Pensionati al Sud, il fondo integrativo non basta per la flat tax al 7%
Chiusura dell’Agenzia nella risposta a interpello 150 per le erogazioni non collegate all’età anagrafica
Il fondo integrativo inglese non collegato all’età pensionistica esclude l’accesso alla flat tax per il pensionato portoghese che si trasferisce al Sud Italia.
Il chiarimento è contenuto nella risposta a interpello 150/2022 delle Entrate. Il contribuente che ha proposto l’istanza, residente in Portogallo, è titolare di un fondo pensione privato istituito nel 2012 nel Regno Unito. Si tratta di un fondo complementare allo «statutory social security» (i.e. il regime di previdenza sociale obbligatorio) regolato dalla legge inglese, cui l’istante aveva aderito quale dipendente. Il diritto a ricevere le prestazioni derivanti dal fondo non sarebbe legato alla cessazione del rapporto di lavoro né al raggiungimento di una certa soglia di età. Data l’intenzione di trasferire la residenza fiscale in Italia dal 2022 e cominciare a percepire la “pensione” integrativa, l’istante chiedeva chiarimenti circa la possibilità di beneficiare del regime agevolato ex articolo 24-ter del Tuir.
La disciplina in questione si applica alle persone fisiche che trasferiscono la residenza fiscale in uno dei comuni del Sud Italia con popolazione non superiore a 20mila abitanti, o in uno dei comuni colpiti dal sisma del 2016 con popolazione non superiore a 3mila abitanti. Per l’accesso al regime il soggetto deve essere stato residente fiscale all’estero negli ultimi 5 anni in un Paese con cui l’Italia ha una Convenzione contro le doppie imposizioni o un Tiea ovvero che aderisce alla Convenzione sulla mutua assistenza amministrativa. Ulteriore condizione richiesta è che il soggetto percepisca «… redditi da pensione di cui all’articolo 49, comma 2, lettera a), erogati da soggetti esteri …». In questa categoria rientrano tipicamente tutti gli emolumenti ricevuti dopo la cessazione di un’attività lavorativa.
Per «pensioni di ogni genere» - ai sensi del richiamato articolo 49 Tuir – si intendono anche tutte le indennità una tantum dovute in ragione del versamento di contributi in costanza del rapporto di lavoro (circolare 21/E/2020). Al ricorrere di queste condizioni, i redditi di qualunque natura prodotti all’estero (non solo le pensioni) possono essere assoggettati a un’imposta sostitutiva dell’Irpef nella misura del 7%, applicabile per un periodo massimo di 10 anni. In linea di principio, le prestazioni integrative derivanti da un fondo previdenziale professionale estero e corrisposte una volta maturato il requisito anagrafico generano redditi riconducibili a quelli da pensione. Tuttavia, nel caso di specie le Entrate hanno ritenuto che le erogazioni non siano qualificabili alla stregua di un trattamento pensionistico vero e proprio posto che la riscossione delle somme può avvenire in qualsiasi momento.

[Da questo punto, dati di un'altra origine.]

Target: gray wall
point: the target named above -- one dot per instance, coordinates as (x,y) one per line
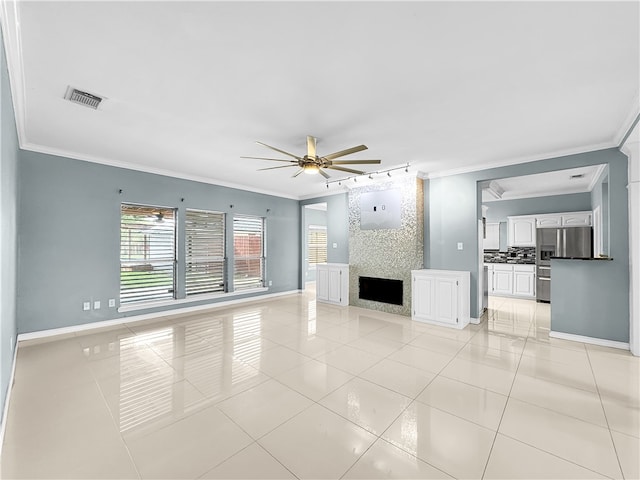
(69,235)
(454,205)
(337,225)
(499,211)
(8,227)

In altri termini, l’assenza di un collegamento tra la maturazione di specifici requisiti anagrafici e l’insorgenza del diritto a ricevere le prestazioni escluderebbe – secondo l’Agenzia – la possibilità di riconoscere la natura pensionistica del fondo, con la conseguente impossibilità per l’istante di beneficiare dell’imposta sostitutiva del 7 per cento.